Her arms extended to keep balance, Persephone walked atop the wall while Hades walked along the streets. She kicked up the edges of her dress and watched how the fabric fell back down in waves. They had dropped off the urn at a house one or two blocks back. He allowed her to enter but hadn't allowed her to go up the stairs with him. Instead she sat in- what she assumed was a living room? There was so much fabric thrown everywhere she couldn't tell what-was-what.

White marble seemed to be the theme in this area. It made the streets, the homes, the sidewalks and the very wall she walked on. Though, it was perhaps closer to a fence. The extra two feet made her perhaps a head taller than Hades.

"I never thought a kingdom could be as big as this! I can't even imagine the size of Olympus!"

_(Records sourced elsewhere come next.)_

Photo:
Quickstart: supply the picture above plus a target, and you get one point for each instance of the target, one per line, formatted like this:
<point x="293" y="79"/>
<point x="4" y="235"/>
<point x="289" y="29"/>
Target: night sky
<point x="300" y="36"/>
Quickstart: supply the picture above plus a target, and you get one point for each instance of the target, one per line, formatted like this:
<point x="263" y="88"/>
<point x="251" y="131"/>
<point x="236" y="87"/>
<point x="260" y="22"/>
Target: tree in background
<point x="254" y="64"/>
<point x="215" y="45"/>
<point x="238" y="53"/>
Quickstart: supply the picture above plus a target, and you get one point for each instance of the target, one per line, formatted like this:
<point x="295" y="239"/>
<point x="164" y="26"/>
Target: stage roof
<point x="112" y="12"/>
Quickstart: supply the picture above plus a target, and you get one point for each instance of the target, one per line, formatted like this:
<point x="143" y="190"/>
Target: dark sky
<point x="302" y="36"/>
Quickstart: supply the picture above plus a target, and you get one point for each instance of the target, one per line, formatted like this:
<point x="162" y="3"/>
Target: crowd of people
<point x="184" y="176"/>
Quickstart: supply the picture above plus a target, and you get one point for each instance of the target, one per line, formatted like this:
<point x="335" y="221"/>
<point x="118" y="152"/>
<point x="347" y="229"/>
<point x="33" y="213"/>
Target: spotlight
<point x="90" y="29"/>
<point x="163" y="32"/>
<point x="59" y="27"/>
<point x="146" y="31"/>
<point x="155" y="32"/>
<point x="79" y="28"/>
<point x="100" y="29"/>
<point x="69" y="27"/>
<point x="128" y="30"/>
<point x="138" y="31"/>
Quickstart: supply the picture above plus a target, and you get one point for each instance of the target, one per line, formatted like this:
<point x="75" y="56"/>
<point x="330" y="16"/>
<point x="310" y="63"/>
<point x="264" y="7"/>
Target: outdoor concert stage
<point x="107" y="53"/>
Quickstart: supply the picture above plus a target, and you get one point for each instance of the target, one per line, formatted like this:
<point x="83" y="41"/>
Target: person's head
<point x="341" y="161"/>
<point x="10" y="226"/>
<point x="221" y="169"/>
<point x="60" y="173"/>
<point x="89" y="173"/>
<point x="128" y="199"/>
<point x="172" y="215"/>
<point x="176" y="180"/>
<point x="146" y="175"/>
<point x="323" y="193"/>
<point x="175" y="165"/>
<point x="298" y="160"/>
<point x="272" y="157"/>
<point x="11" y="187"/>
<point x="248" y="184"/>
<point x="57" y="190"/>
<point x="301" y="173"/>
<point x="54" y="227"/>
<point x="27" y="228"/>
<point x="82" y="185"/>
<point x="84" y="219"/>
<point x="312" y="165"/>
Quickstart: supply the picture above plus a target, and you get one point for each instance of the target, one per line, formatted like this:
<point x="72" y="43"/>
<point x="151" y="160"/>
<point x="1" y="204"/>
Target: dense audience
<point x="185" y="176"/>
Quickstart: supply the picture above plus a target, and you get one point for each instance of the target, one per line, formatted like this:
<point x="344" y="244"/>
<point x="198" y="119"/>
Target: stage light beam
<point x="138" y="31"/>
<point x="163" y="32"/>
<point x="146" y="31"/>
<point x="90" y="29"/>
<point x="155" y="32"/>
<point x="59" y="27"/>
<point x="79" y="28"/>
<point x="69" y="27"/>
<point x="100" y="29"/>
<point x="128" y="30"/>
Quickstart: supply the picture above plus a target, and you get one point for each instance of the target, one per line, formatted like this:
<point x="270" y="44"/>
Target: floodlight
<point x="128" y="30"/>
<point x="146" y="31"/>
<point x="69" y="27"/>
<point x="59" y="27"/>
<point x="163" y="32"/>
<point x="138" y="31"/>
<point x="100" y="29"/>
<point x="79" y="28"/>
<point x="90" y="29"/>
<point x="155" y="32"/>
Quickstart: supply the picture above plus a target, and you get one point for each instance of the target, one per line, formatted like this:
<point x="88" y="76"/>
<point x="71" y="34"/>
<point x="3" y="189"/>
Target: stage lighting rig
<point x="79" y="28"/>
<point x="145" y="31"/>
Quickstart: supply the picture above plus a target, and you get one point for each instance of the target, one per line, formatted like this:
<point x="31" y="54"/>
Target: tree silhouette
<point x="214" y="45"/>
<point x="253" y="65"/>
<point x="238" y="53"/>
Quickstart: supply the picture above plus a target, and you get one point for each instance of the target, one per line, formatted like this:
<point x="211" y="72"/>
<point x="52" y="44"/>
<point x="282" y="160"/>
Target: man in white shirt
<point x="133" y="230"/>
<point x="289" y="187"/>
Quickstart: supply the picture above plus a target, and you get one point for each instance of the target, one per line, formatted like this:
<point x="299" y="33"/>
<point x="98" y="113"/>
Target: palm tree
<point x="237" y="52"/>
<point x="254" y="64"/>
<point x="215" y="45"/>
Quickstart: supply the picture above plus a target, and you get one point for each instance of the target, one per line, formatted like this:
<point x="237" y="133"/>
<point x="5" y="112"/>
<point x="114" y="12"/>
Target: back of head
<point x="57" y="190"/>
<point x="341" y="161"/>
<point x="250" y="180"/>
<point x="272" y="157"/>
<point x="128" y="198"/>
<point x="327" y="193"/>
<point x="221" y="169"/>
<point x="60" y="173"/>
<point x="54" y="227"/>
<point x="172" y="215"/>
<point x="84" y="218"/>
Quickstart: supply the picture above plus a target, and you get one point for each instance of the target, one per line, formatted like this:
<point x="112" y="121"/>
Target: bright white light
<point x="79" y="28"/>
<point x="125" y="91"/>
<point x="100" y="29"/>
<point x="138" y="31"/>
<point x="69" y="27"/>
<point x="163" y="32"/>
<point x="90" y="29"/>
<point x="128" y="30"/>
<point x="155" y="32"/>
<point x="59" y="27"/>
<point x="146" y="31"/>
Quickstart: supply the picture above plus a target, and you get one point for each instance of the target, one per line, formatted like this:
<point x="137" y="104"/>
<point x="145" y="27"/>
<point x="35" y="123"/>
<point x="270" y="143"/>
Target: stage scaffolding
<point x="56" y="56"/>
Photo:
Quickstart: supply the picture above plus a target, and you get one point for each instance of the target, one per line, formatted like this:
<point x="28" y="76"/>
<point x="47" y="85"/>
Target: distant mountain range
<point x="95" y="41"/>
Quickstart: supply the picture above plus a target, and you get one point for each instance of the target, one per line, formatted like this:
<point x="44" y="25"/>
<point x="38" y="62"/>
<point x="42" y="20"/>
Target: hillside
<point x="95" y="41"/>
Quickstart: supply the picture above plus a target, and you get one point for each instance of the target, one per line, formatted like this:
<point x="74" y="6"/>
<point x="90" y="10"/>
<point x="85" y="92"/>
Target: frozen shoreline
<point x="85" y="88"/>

"It's actually much smaller. Maybe less than a fourth," Hades replied. The streets were barren in this part of the city, something he was grateful for.

"Really? Everyone always talks about how Zeus has the largest domain."

"I suppose he does- or did. His realm is finite. As is Poseidon's. The underworld is ever-expanding to accommodate the dead."

"So, all the dead live here?" It was perhaps a dumb question, she knew, but why else would he have such a large city? His own Olympus four times over.

"No. Most are in the meadows." She gave a questioning look, asking him to elaborate.

"Asphodel Meadows? What, do mortals not speak of it anymore? It is where the unexceptional go after death. They do not do bad in their lives, but they did not do much good either."

"That seems rather cynical."

He shrugged. "Perhaps. But it is true. Think of it as similar to the surface. The souls construct their own governments and societies. They still possess freewill. They trade, they talk, they create."

"That sounds very different to how it's describe."

"Most mortals I've talked to imagine it as a sort of limbo. The reality is it gives souls a chance to do something with themselves. Because they are left to themselves, though, it can warrant certain spirits being reassigned. Some to Elysium, others to the Fields of Punishment. Or potentially Tartarus." He said it with disdain. As if a memory left a sour taste in his mouth.

"When was the last time that happened?"

"Tartarus? Some centuries ago a shade watered the ambrosia orchards with waters from the Phlegethon. Set fire to the entire crop.

"When we questioned him, he did it on purpose. Something about making the gods pay for his 'eternal damnation'. Was not much of a trial because he admitted his crime, but it earned him Tartarus."

"Wait, ambrosia? That's grown here?"

Hades stopped and turned to look at her. "What does your mother teach you up there?"

She shrugged. "Not to eat the fruit of the dead." It was a moment before Persephone realized he had stopped walking. She turned and found herself looking down at the god. She smirked internally.

"I assume that is why you haven't been eating?" She nodded.

Hades sighed, pinching the bridge of his nose. "Well, you have it half right. Food of the dead has no effect in the realm of the dead." He picked up his stroll, catching up with her. "But on the surface, it can turn- harsh. Even gods have to be careful with ambrosia. It's the same with food of the living."

"So, just don't eat what isn't native."

"Precisely."

"So," Persephone paused long enough to jump down off the wall. Hades stood and waited for her to catch up. "How do you get ambrosia?"